What I didn’t lose, even then, was my political clarity. I knew something was wrong. I knew this wasn’t what justice work was supposed to feel like. I knew movements couldn’t survive if they treated people as expendable infrastructure instead of human beings.
Believing that about myself took longer.
And I’m telling this now because for a long time, I thought silence was maturity.
I told myself naming harm would distract from the work. That it would make me look bitter. That it would cost me relationships, opportunities, proximity.

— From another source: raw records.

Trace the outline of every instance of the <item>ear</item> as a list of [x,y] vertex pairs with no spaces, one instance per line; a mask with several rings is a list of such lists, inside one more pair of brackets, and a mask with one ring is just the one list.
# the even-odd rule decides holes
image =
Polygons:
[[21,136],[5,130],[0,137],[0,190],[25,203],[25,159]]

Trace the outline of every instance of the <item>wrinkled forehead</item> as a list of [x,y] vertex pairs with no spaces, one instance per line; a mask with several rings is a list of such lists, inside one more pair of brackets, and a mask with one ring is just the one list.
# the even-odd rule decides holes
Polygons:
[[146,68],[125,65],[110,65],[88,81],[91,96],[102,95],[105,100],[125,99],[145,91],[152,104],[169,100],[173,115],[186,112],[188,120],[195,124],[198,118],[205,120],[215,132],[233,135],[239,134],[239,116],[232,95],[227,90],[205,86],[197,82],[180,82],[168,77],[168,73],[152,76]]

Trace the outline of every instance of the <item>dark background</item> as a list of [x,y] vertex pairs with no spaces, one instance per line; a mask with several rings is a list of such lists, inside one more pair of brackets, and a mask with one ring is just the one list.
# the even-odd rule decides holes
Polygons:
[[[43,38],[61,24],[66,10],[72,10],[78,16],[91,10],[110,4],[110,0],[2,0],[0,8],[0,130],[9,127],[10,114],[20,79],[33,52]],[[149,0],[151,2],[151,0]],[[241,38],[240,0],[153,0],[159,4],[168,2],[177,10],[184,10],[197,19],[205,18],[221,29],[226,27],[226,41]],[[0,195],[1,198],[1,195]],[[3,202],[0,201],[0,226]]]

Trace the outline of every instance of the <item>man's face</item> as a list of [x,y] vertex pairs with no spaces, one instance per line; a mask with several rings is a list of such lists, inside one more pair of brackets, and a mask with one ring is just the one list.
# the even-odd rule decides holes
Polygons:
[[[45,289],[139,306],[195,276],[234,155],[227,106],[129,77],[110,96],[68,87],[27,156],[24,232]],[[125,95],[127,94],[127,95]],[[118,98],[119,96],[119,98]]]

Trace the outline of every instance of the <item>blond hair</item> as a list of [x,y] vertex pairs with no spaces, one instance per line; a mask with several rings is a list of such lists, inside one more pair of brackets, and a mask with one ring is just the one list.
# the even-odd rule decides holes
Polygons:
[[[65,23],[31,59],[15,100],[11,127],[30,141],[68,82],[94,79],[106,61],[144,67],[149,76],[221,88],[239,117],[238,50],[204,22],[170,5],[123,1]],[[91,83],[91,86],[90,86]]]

What I eventually understood is that silence wasn’t maturity.
It was self-erasure.
Movements don’t benefit from unspoken harm. They replicate it. Institutions don’t become accountable by accident. They change when people tell the truth — clearly, carefully, and without apology.
I’m not telling this story to settle scores.
I’m telling it because I survived it.
Leaving didn’t feel like freedom at first. It felt like grief. Like stepping out of a loud room and realizing your ears are still ringing. Like silence that’s too quiet to trust.
Institutional harm doesn’t just live in memory. It lives in the body. In the flinch at feedback. In the reflexive apology. In the over-preparing, under-claiming, bracing for punishment that never comes.
Rebuilding wasn’t linear. It was a series of refusals.
I refused to work in rooms where clarity was treated as a threat.
I refused urgency as an excuse for disrespect.
I refused the idea that brilliance requires self-erasure.
Those refusals cost me speed. Proximity. The illusion of safety that comes with being “inside.”
They gave me something better: myself.
Institutional harm trains you to doubt your perception, to outsource judgment upward, to believe discomfort is always a personal flaw instead of a signal.
Rebuilding meant relearning how to listen to my body.
If a room made me feel small, I paid attention.
If a leader spoke justice and practiced domination, I noticed.
If something felt extractive — even when praised as “impactful” — I named it.
Slowly, my instincts stopped whispering.
They spoke clearly again.
One of the quietest lies movement spaces tell — especially to Black women — is that ambition is dangerous. That wanting authority will be used against you. That visibility invites discipline. That leadership requires self-abandonment.
Rebuilding meant reclaiming ambition without apology.
Not grind-yourself-into-dust ambition.
But stewardship. Vision. Care.
I began choosing work aligned with both my politics and my nervous system. Work that trusted me with power instead of dangling it. Work where accountability flowed in all directions.
That choice changed everything.
What healed me wasn’t leaving movement work.
It was returning to it on my own terms.
Building slowly. Intentionally. With people who understood that culture is infrastructure. That relationships matter more than optics. That urgency without care is just another form of violence.
Here’s what I know now: the opposite of institutional harm is not perfection.
It’s consent.
Clarity.
Shared power.
Work that leaves you tired but intact.
Healthy leadership doesn’t cost you your sense of self.
You don’t lose your instincts.
You don’t shrink to survive.
You don’t confuse burnout with commitment.
Movements are not strengthened by broken people.
They are strengthened by people who can last.
I don’t romanticize movement leadership anymore.
I recognize it.
And when it’s real, my body knows. I love that for me.